Enfin, il est important de reconnaître vos émotions . La vie que vous vivez actuellement est radicalement différente de celle que vous meniez il y a à peine un mois. Même si vous ne ressentez pas de stress ou d’inquiétude important, il est important de reconnaître l’ampleur et la rapidité de cette transition ainsi que l’impact qu’elle a eu sur votre fonctionnement. Pour la plupart d’entre nous, c’est la première fois que nous sommes confrontés au fardeau de gérer la famille, le travail et les loisirs dans un seul espace. C’est une entreprise compliquée, même dans les circonstances les plus idéales. Et si vous êtes confiné à la maison, malade ou craignant de tomber malade, préoccupé par la sécurité de votre emploi, vivant dans un appartement exigu et/ou si vous avez de jeunes enfants qui exigent votre temps et votre attention, la complexité de la tâche est multipliée.

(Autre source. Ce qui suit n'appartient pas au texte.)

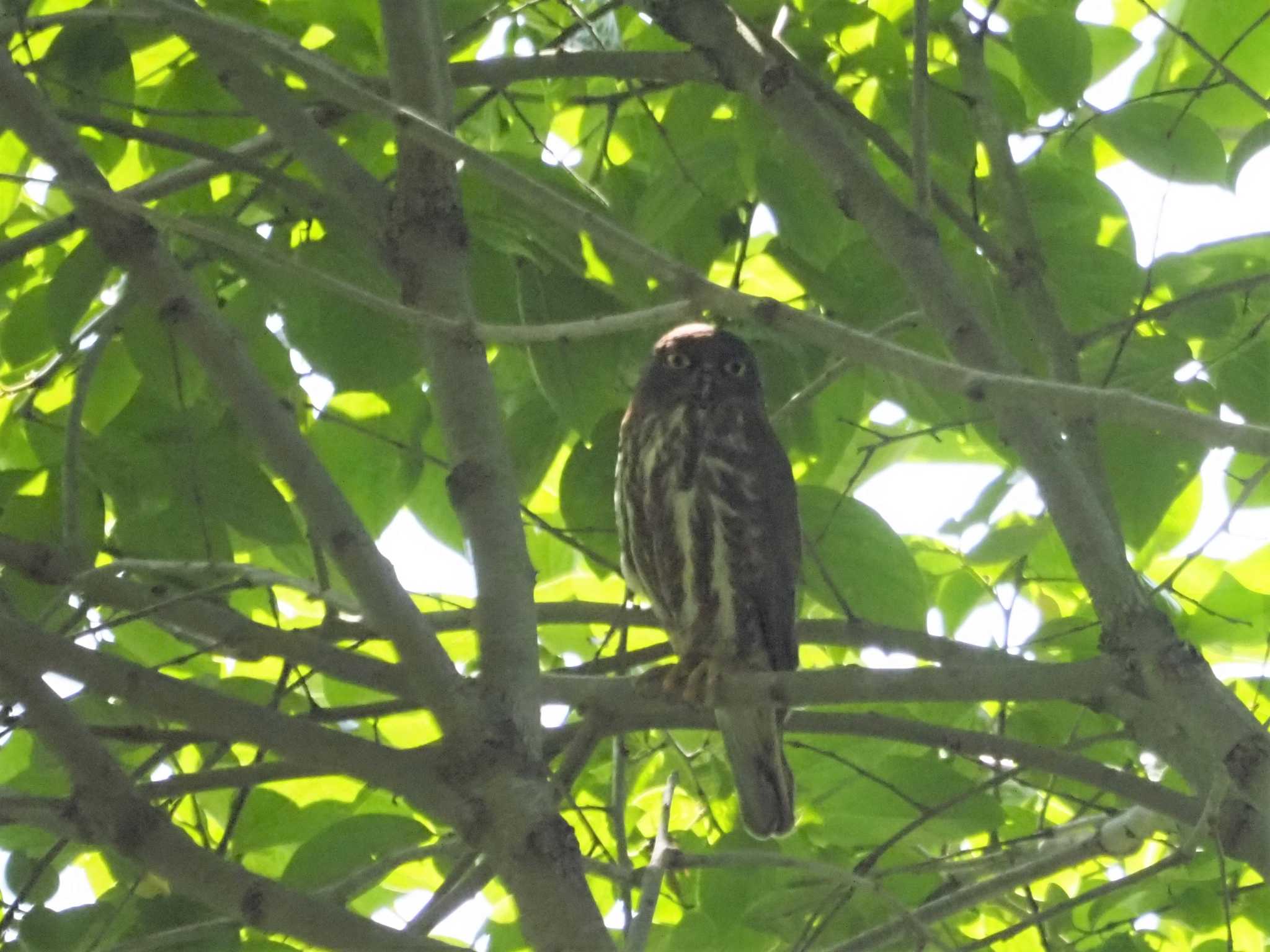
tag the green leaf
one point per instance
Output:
(356, 347)
(75, 287)
(1165, 141)
(113, 385)
(349, 845)
(866, 563)
(1128, 452)
(1253, 143)
(1055, 52)
(366, 442)
(46, 931)
(1112, 47)
(803, 205)
(587, 487)
(25, 876)
(16, 159)
(25, 334)
(574, 376)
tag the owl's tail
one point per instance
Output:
(765, 785)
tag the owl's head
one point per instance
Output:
(700, 364)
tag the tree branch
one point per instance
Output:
(1118, 835)
(104, 809)
(429, 249)
(1188, 716)
(131, 243)
(1029, 262)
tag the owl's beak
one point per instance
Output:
(704, 387)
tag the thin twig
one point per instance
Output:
(651, 884)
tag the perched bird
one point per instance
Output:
(708, 524)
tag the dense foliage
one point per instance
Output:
(290, 320)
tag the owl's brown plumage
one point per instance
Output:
(708, 523)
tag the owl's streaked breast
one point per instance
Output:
(686, 544)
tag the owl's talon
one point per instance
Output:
(703, 682)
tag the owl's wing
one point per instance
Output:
(781, 551)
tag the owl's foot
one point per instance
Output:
(695, 679)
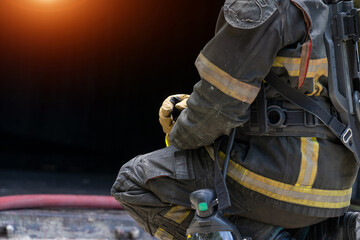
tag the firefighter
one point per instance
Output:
(288, 171)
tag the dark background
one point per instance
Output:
(81, 84)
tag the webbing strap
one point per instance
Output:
(306, 103)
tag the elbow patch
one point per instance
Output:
(223, 81)
(247, 14)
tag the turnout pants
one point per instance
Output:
(154, 189)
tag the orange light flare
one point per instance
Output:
(46, 5)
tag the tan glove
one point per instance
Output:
(165, 118)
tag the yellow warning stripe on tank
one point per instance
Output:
(286, 192)
(223, 81)
(316, 69)
(178, 214)
(309, 162)
(292, 65)
(162, 234)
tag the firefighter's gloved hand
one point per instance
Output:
(166, 119)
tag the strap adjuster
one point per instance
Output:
(310, 120)
(346, 135)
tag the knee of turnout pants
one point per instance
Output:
(154, 189)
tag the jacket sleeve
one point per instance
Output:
(232, 66)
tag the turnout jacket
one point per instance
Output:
(306, 171)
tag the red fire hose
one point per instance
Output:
(58, 201)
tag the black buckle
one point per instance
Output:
(310, 120)
(276, 116)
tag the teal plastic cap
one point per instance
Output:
(203, 207)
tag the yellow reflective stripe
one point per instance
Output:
(163, 235)
(225, 82)
(309, 162)
(292, 65)
(178, 214)
(286, 192)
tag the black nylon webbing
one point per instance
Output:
(306, 103)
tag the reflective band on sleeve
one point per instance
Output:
(163, 235)
(310, 197)
(178, 214)
(225, 82)
(309, 162)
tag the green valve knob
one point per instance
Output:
(203, 207)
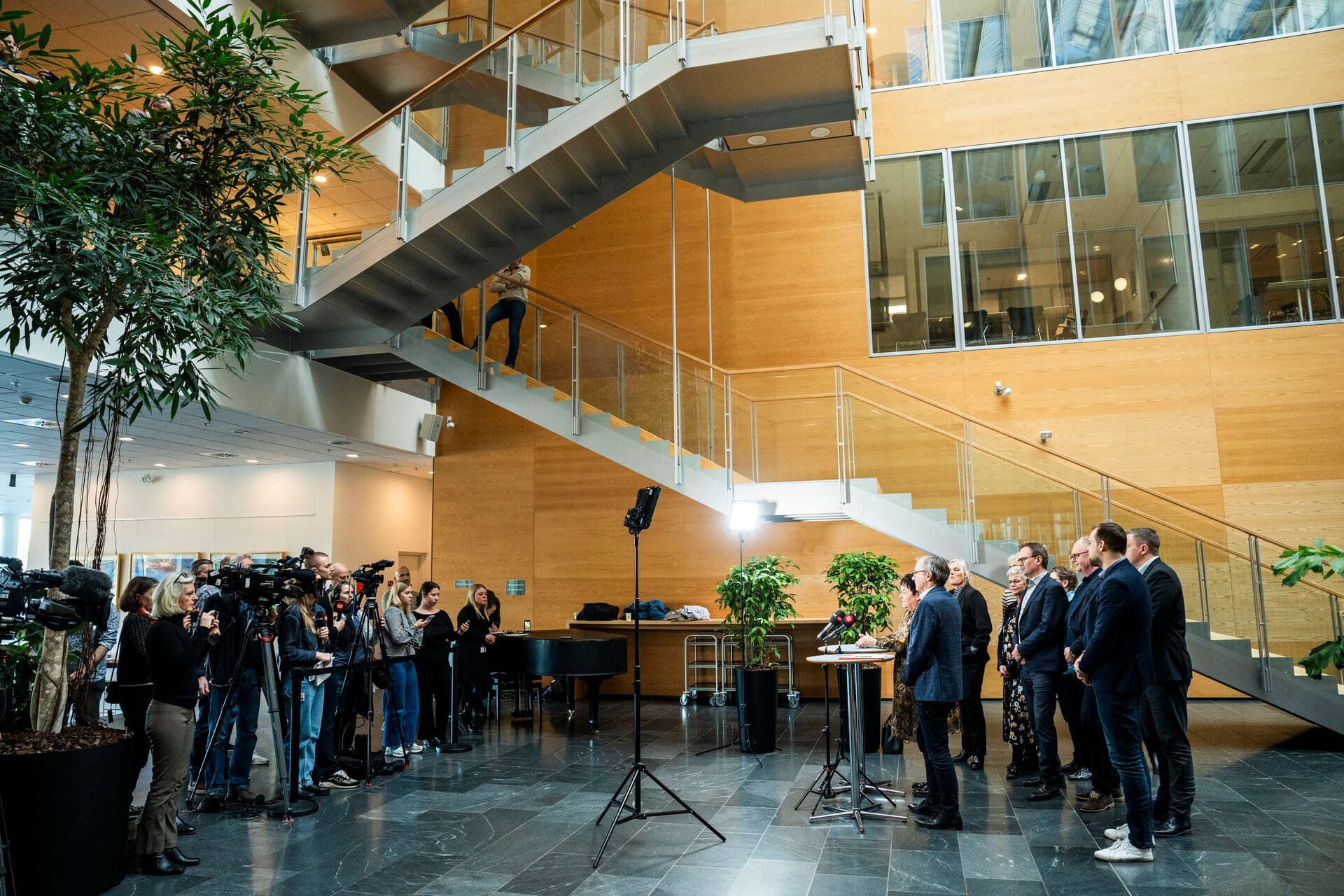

Certes, la transition brutale a changé la façon dont vous vous déplacez dans ce monde. Donnez-vous de la grâce et du temps pour vous adapter à votre nouvelle réalité.
Références
Elliston, KG, Ferguson, SG, Schüz, N. et Schüz, B. (2017). Les indices situationnels et l'environnement alimentaire momentané prédisent le comportement alimentaire quotidien chez les adultes en surpoids et obèses. Psychologie de la santé, 36(4), 337-345. https://doi.org/10.1037/hea0000439
Hobfoll, SE, Spielberger, CD, Breznitz, S., Figley, C., Folkman, S., Lepper-Green, B., Meichenbaum, D., Milgram, NA, Sandler, I., Sarason, I. et van der Kolk, B. (1991). Stress lié à la guerre :Gérer le stress de la guerre et d'autres événements traumatisants. Psychologue américain, 46(8), 848-855. https://doi.org/10.1037/0003-066X.46.8.848
Hobfoll, SE, Watson, P. et Bell. C.C., Bryant, R.A., Brymer, M.J., Friedman, M.J., Friedman, M., Gersons, B.P.R., de Jong, J.T.V., Layne, CM, Maguen, S., Neria, Y., Norwood, A.E., Pynoos, R.S., Reissman, D., Ruzek, JI, Shalev, AY, Solomon, Z., Steinberg, AM et Ursano, RJ (2007). Cinq éléments essentiels de l'intervention contre les traumatismes de masse immédiats et à moyen terme :preuves empiriques. Psychiatrie :processus interpersonnels et biologiques, 70(4), 283-315.